Proses pemesinan CNC memiliki banyak tahapan jika tidak memperhatikan standar operasinya, kemungkinan besar akan menimbulkan bahaya keselamatan. Untuk meningkatkan efisiensi pemrosesan dan mengurangi kerugian yang disebabkan oleh kesalahan operasional, pemesinan CNC harus selalu memperhatikan standar operasi. Berikut ini adalah spesifikasi operasi pemesinan CNC yang saya kembangkan:

1. Saat merakit, usahakan untuk memasang material terlebih dahulu, baru kemudian memasang perkakas. Hal ini dapat mencegah tangan teriris oleh perkakas saat memasang material. Namun, jika perkakas sudah terpasang saat ini, sebaiknya meja dipindahkan terlebih dahulu untuk memastikan tidak ada gangguan pada perkakas.
2. Pastikan untuk membongkar alat setelah spindel benar-benar berhenti berputar.
3. Saat membongkar alat, pastikan untuk tidak memegang ujung tajam alat secara langsung dengan tangan untuk menghindari terpotong.
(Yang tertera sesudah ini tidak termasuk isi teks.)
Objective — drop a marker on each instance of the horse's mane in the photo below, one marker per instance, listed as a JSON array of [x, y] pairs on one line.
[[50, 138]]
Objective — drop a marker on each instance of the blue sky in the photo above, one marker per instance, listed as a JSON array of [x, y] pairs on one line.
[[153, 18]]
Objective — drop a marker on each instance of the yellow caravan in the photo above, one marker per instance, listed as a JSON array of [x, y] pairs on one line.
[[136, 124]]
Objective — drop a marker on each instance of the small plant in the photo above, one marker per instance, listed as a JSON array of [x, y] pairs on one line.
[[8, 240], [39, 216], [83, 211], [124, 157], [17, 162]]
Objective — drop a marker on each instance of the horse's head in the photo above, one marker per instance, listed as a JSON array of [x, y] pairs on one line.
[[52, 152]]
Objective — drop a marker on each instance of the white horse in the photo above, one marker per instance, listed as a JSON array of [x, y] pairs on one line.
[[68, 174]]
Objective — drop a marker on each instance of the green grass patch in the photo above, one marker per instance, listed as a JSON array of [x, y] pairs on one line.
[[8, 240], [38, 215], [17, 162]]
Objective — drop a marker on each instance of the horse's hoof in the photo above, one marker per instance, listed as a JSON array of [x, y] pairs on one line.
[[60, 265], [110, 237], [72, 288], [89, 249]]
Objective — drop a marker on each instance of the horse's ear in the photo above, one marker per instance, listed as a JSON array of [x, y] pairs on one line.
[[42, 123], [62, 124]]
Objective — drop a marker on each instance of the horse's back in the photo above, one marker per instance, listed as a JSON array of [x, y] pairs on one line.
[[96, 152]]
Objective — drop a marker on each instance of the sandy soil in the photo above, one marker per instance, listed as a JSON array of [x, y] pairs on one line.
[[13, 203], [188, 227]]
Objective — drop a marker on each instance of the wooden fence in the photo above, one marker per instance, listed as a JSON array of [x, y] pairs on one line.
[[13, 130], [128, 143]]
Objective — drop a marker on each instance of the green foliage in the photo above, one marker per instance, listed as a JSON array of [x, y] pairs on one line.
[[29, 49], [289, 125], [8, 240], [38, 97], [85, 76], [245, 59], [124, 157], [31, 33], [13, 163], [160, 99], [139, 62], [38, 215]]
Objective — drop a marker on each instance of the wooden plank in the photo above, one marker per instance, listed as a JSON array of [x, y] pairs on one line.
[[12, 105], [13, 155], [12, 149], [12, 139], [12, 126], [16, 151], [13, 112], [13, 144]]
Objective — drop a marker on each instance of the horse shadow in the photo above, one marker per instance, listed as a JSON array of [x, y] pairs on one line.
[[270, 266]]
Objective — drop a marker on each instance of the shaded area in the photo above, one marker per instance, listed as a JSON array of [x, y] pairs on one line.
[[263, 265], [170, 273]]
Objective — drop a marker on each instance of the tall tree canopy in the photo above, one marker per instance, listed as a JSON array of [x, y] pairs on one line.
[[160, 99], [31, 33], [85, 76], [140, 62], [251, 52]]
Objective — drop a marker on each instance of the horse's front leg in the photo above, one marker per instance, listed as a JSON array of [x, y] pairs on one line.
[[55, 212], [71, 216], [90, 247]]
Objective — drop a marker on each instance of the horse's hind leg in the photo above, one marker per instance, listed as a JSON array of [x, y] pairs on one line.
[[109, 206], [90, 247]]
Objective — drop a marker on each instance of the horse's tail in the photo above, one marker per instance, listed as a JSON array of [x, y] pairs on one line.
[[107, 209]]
4. Dalam proses pengolahan komponen presisi, operator tidak boleh terlalu dekat mengamati keadaan pemotongan, untuk mencegah serpihan masuk ke mata.
5. Perkakas yang akan digunakan harus diletakkan di tempat penyimpanan perkakas yang telah ditentukan setelah digunakan.
6. Pemesinan komponen presisi harus memeriksa posisi nosel pompa oli sebelum mesin dinyalakan, untuk menghindari penyemprotan oli ke lokasi lain.
7. Jika Anda ingin berhenti sejenak untuk mengamati di sela-sela pemesinan, meja harus dipindahkan terlebih dahulu dari posisi pemotongan.